Yeah, I have no doubt that he's got some good insights, but its crystal clear that he's just hyping it all up as part of a grift. I get serious Alex Jones vibes from him

I've tried to listen to a few podcasts and read some articles, and its just unbearable. Moreover, I find the main point that he harps on about - that none of the AI stuff is financially sustainable - to be largely unimportant. Like, if they want to burn their money, go for it.

The real issues - intellectual property, implications for the future workforce, environmental costs, or even that the money really ought to be invested in something else, whether public funds are going towards it, if taxes are being avoided etc - seem to be, at best, tertiary concerns for him. He only seems to be "mad as hell" that they're wasting money and no one else is talking about it.

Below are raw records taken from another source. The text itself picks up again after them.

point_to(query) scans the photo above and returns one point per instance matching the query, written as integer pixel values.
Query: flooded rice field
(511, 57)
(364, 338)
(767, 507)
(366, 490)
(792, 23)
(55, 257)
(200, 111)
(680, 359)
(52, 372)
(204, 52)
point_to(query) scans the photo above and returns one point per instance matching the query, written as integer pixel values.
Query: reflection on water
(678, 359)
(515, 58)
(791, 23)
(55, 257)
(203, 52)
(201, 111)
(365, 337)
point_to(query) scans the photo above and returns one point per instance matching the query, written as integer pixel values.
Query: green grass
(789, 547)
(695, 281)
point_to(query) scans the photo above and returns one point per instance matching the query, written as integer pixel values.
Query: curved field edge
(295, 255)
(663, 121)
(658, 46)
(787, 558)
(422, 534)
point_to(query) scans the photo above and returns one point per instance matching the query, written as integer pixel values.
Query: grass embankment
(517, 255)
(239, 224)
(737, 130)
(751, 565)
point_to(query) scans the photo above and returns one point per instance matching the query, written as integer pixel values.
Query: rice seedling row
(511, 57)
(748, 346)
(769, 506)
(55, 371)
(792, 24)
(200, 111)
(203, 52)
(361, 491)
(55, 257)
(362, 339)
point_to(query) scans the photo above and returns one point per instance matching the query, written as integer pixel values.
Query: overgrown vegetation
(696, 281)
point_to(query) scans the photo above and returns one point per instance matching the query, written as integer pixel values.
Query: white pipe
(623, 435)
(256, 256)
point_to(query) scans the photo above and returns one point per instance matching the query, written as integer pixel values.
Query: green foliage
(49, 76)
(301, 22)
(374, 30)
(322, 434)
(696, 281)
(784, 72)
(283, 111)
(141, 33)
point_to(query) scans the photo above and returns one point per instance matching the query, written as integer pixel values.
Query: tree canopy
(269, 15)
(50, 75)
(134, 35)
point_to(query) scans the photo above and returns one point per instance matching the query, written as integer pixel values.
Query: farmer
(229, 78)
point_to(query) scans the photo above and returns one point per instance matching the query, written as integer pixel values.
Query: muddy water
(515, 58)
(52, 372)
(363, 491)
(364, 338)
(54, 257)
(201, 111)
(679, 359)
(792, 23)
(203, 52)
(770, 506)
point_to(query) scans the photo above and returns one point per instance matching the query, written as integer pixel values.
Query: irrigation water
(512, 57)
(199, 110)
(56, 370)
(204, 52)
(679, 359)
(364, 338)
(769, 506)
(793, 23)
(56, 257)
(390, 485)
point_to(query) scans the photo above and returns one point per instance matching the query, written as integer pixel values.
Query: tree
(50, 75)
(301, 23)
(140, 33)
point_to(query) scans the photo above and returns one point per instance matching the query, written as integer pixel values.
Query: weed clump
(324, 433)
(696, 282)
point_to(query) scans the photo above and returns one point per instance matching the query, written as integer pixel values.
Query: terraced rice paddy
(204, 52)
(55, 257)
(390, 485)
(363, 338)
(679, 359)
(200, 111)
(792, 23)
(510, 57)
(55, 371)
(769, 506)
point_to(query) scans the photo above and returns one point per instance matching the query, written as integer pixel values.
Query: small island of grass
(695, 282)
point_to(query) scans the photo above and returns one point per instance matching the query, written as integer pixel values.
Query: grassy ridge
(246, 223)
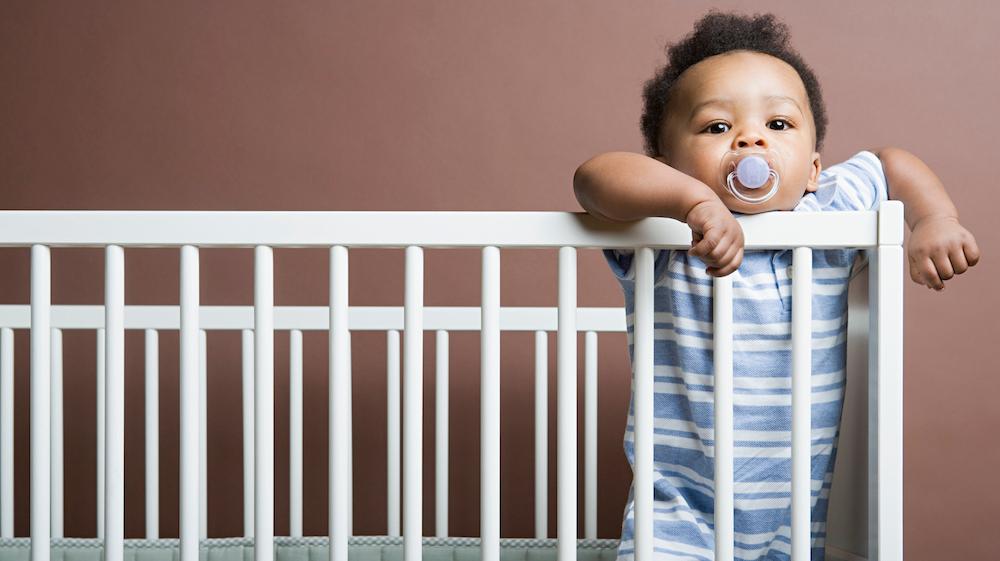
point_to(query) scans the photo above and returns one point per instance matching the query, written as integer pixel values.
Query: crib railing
(879, 233)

He's also just plainly wrong when he keeps saying things like there's been zero discernable benefit to AI, as if it is just a creepto scam.

Distorting the economy is a real issue and should be talked about.

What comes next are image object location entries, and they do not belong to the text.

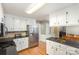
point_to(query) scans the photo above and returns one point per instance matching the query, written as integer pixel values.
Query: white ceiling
(19, 9)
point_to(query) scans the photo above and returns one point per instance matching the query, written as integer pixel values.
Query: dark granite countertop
(66, 42)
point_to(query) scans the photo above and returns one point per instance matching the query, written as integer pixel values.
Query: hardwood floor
(39, 50)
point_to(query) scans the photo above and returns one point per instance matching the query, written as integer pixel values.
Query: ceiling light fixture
(34, 7)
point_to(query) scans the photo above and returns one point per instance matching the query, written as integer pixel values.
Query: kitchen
(55, 25)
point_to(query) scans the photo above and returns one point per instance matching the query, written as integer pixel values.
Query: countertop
(66, 42)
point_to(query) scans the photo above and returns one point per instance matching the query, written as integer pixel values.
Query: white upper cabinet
(52, 20)
(61, 18)
(66, 17)
(58, 18)
(1, 13)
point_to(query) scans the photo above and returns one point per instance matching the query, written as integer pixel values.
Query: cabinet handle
(56, 49)
(66, 12)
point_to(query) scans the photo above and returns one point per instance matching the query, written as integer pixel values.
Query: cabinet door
(49, 49)
(18, 44)
(24, 43)
(71, 50)
(52, 20)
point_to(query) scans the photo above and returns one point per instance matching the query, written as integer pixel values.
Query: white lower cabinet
(54, 48)
(21, 43)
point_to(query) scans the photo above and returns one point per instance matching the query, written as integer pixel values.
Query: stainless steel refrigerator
(33, 35)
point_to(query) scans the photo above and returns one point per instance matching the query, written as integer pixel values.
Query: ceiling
(41, 14)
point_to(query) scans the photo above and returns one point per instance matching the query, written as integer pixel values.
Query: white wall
(72, 30)
(43, 37)
(17, 23)
(1, 12)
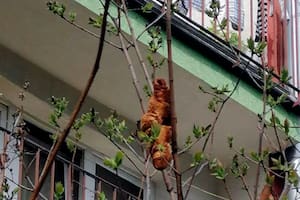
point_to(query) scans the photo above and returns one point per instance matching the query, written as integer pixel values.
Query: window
(36, 148)
(114, 186)
(236, 14)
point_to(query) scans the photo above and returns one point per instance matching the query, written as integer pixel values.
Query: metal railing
(73, 176)
(280, 28)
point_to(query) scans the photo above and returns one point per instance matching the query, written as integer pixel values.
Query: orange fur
(159, 112)
(266, 193)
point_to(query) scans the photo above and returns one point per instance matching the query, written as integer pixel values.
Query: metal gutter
(215, 48)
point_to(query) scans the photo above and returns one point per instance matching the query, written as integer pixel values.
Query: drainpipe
(293, 157)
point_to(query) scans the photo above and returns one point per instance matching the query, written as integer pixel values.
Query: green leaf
(197, 131)
(59, 188)
(284, 76)
(119, 158)
(188, 141)
(110, 163)
(286, 125)
(147, 8)
(293, 177)
(250, 44)
(155, 130)
(255, 156)
(72, 16)
(101, 196)
(223, 23)
(70, 145)
(147, 91)
(230, 142)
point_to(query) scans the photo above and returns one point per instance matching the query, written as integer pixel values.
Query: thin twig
(227, 189)
(261, 132)
(246, 186)
(172, 100)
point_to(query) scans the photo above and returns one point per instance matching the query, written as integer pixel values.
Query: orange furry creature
(161, 149)
(159, 113)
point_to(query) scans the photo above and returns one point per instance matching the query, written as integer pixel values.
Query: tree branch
(64, 134)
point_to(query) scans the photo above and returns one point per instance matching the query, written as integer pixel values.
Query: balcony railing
(30, 157)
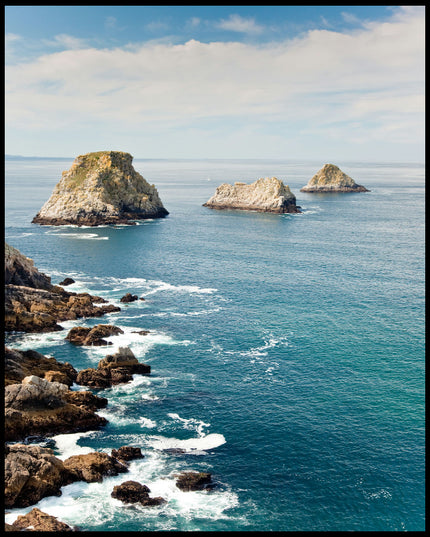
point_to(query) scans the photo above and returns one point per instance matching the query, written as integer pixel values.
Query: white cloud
(236, 23)
(368, 84)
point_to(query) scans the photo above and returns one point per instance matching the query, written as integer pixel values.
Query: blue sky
(318, 82)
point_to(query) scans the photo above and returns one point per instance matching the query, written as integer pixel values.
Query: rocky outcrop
(20, 270)
(101, 188)
(332, 179)
(20, 364)
(114, 369)
(31, 473)
(37, 520)
(127, 453)
(92, 467)
(80, 335)
(134, 492)
(39, 407)
(267, 195)
(193, 481)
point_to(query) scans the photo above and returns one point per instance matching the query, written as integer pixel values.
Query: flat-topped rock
(267, 194)
(332, 179)
(101, 188)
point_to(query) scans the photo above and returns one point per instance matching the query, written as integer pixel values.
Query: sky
(324, 83)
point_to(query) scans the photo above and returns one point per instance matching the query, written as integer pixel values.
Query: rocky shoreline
(39, 401)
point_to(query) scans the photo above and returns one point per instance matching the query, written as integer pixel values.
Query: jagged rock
(332, 179)
(193, 481)
(128, 297)
(67, 281)
(39, 407)
(267, 195)
(113, 369)
(127, 453)
(38, 305)
(101, 188)
(20, 270)
(92, 467)
(37, 520)
(20, 364)
(32, 473)
(80, 335)
(134, 492)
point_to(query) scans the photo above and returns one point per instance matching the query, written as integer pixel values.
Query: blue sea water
(287, 351)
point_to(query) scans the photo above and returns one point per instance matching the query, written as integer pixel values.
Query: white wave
(67, 444)
(192, 445)
(191, 423)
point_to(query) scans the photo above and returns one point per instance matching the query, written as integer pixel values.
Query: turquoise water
(287, 351)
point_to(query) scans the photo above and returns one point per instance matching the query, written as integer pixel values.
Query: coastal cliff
(332, 179)
(101, 188)
(267, 194)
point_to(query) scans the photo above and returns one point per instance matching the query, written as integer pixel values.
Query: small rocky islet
(39, 402)
(100, 188)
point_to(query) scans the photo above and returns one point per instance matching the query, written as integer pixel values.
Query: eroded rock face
(19, 364)
(332, 179)
(101, 188)
(92, 467)
(31, 473)
(80, 335)
(37, 520)
(39, 407)
(134, 492)
(267, 195)
(193, 481)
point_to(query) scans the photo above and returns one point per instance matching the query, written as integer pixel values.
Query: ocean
(286, 351)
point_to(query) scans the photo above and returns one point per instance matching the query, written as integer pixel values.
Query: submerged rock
(332, 179)
(267, 195)
(101, 188)
(37, 520)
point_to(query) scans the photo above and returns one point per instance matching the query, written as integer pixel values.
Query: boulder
(101, 188)
(127, 453)
(19, 364)
(193, 481)
(32, 473)
(330, 178)
(267, 194)
(81, 335)
(37, 520)
(92, 467)
(134, 492)
(128, 297)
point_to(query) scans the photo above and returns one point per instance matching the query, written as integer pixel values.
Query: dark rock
(193, 481)
(134, 492)
(92, 467)
(37, 520)
(127, 453)
(67, 281)
(128, 297)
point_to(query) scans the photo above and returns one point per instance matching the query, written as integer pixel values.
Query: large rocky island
(267, 194)
(332, 179)
(101, 188)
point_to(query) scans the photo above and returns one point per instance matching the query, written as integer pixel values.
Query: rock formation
(332, 179)
(114, 369)
(37, 520)
(39, 407)
(101, 188)
(134, 492)
(266, 195)
(33, 304)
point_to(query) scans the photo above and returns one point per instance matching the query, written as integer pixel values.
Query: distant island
(267, 194)
(101, 188)
(332, 179)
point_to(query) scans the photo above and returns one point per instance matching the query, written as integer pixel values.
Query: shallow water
(287, 351)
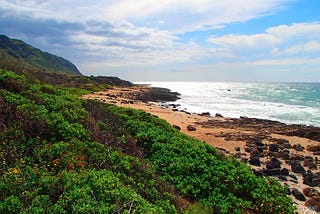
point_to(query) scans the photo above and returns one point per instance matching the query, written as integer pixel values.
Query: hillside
(63, 154)
(16, 54)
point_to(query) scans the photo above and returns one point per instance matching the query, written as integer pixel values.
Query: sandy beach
(287, 153)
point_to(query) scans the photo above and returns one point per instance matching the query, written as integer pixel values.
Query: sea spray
(292, 103)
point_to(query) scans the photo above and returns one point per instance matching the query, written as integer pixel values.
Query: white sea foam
(292, 103)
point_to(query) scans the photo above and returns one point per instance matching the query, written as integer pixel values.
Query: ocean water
(291, 103)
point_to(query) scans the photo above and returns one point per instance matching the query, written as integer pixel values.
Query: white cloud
(279, 41)
(176, 16)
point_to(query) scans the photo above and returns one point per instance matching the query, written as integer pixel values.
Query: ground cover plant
(62, 154)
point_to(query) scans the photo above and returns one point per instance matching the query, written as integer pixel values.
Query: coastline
(289, 153)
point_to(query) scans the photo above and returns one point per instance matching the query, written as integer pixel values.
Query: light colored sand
(208, 135)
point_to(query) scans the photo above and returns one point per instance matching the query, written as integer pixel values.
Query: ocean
(291, 103)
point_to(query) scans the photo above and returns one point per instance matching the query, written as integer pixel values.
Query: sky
(175, 40)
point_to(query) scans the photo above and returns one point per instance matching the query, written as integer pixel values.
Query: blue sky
(175, 40)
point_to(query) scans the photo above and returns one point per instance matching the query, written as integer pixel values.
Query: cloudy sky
(170, 40)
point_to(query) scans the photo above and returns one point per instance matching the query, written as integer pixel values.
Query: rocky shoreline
(288, 153)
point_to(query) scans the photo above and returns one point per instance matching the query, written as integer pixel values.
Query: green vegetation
(62, 154)
(16, 54)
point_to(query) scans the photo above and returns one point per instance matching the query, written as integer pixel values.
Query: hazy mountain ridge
(25, 56)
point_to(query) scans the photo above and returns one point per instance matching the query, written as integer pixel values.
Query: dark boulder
(298, 195)
(218, 115)
(313, 203)
(297, 157)
(313, 148)
(311, 192)
(284, 172)
(311, 179)
(205, 114)
(296, 167)
(310, 164)
(255, 161)
(271, 172)
(191, 128)
(274, 164)
(298, 147)
(285, 154)
(273, 148)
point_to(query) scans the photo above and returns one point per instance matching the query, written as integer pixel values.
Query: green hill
(63, 154)
(18, 55)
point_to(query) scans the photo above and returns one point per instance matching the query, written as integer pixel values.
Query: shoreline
(288, 153)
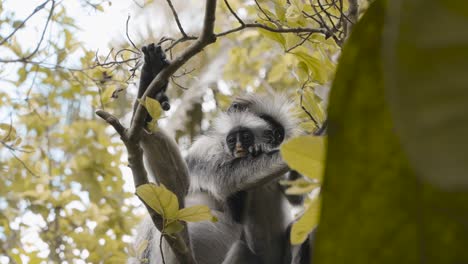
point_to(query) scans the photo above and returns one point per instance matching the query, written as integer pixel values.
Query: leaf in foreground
(374, 207)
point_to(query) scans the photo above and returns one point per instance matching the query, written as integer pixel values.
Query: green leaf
(160, 199)
(308, 221)
(305, 154)
(173, 227)
(314, 64)
(196, 213)
(426, 82)
(277, 72)
(302, 189)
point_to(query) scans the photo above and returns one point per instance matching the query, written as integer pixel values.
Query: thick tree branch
(207, 37)
(177, 242)
(171, 169)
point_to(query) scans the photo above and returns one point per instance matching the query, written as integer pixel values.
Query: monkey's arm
(165, 163)
(224, 176)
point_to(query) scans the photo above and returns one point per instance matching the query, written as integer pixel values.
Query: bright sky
(99, 28)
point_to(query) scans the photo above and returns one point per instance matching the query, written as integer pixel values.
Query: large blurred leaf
(374, 207)
(427, 85)
(308, 221)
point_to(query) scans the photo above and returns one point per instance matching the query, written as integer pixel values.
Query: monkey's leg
(240, 253)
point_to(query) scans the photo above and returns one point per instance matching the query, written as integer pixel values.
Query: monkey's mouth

There is way too much front-loading of hiring strategies and infrastructure that happens on future (over-)promised capabilities, TAM and profitability projections.

If we are lucky it fizzles out into reasonable valuations and sound investments. If not we have had a giant misallocation of capital on an unprecedented scale setting us back by many many years, a diamond shaped work force in some sectors causing labour shortages and reduced growth in the long run.

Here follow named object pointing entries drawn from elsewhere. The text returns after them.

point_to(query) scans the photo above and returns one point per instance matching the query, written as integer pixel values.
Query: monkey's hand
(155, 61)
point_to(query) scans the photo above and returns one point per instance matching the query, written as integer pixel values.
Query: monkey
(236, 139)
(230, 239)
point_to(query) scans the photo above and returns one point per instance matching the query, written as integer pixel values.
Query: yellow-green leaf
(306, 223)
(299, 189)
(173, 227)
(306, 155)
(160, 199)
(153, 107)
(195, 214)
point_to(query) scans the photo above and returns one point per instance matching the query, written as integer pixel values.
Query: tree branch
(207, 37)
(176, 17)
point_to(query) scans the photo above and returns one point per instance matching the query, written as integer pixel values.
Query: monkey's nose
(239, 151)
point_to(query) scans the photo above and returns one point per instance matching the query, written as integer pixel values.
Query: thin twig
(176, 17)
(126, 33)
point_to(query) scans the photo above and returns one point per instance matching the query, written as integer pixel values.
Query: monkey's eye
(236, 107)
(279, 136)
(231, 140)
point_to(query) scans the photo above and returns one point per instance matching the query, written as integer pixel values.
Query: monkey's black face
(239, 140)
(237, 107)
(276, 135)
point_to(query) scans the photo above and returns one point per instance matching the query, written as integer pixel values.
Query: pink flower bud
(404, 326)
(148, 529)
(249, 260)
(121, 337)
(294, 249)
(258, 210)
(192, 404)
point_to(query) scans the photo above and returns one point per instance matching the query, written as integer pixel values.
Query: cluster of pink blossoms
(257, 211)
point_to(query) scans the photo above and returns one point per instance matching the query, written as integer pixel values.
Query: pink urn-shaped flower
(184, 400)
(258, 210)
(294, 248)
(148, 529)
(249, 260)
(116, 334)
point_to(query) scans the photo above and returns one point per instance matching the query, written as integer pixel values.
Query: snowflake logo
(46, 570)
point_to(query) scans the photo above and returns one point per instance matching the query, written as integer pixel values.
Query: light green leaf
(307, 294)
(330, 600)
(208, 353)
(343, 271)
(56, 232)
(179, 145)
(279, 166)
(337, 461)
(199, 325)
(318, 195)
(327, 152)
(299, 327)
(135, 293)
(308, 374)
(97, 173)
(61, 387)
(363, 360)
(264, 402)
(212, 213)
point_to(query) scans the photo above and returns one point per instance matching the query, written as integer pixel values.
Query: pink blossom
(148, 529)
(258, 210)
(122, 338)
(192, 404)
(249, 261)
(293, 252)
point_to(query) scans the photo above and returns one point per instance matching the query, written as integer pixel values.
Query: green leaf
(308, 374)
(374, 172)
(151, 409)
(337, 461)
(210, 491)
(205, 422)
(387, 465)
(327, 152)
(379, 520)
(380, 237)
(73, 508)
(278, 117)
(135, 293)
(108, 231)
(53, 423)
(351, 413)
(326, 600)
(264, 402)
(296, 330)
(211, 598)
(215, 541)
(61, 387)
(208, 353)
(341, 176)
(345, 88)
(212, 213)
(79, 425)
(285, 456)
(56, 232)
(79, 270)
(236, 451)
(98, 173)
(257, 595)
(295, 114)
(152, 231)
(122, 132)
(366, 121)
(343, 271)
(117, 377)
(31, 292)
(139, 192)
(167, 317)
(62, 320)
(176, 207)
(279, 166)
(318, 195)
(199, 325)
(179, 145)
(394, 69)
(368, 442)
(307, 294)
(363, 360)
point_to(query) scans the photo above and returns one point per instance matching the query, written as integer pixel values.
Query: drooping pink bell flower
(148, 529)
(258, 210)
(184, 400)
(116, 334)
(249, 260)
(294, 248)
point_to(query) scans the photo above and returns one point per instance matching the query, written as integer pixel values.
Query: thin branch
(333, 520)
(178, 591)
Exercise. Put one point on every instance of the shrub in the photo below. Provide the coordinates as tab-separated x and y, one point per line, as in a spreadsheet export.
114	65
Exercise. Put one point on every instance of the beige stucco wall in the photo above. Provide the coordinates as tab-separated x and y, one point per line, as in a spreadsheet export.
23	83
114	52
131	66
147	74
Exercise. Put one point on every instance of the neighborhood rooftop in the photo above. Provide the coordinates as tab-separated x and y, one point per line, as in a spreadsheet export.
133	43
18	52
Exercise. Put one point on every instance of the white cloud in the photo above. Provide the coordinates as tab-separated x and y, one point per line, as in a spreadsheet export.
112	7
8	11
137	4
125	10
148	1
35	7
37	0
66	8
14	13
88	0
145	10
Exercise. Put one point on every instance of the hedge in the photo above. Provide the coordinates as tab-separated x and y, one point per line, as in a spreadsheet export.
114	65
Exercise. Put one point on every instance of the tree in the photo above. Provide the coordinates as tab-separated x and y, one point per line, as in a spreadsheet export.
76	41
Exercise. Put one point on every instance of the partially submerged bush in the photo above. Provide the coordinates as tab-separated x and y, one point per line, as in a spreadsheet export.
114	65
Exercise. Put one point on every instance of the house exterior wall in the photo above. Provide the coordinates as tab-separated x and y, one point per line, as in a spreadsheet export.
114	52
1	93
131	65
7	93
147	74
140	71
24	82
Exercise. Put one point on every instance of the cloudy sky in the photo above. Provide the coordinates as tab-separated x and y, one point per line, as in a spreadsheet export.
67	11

The thing I find off in his analysis is he just assumes AI is rubbish and won't get better, hence all the investment in it is wasted. I don't think that's realistic. Even if you are skeptical there's some chance it'll work out.

I've read a handful of his LLM articles completely, last year and this year. What I'm getting from his articles (I think) is this:

The USA stock market is largely driven by a dozen of FAANG companies whose valuation is rising fast and who are investing tens of billions in the LLMs. And all those companies are mono-dependent on the Nvidia cards, whose valuation is skyrocketing based on those expenditures. So point 1 - if LLMs would be as profitable as expected, the whole FAANG top-10 will slow down or even drop.

Point 2 he makes - a lot of the LLM-only companies are deeply in debts, acquire more debt, and continue kicking repayment can down the road, all at the same time. So assuming (again) that LLMs are not as profitable as expected, some LLM-only companies can go bust.

I think he wasn't making a statement that LLMs are intrinsically bad or useless, at least in those articles I've seen. He was just saying that financing aspect if very iffy AND that current world IT sector is way to overdependent on LLMs.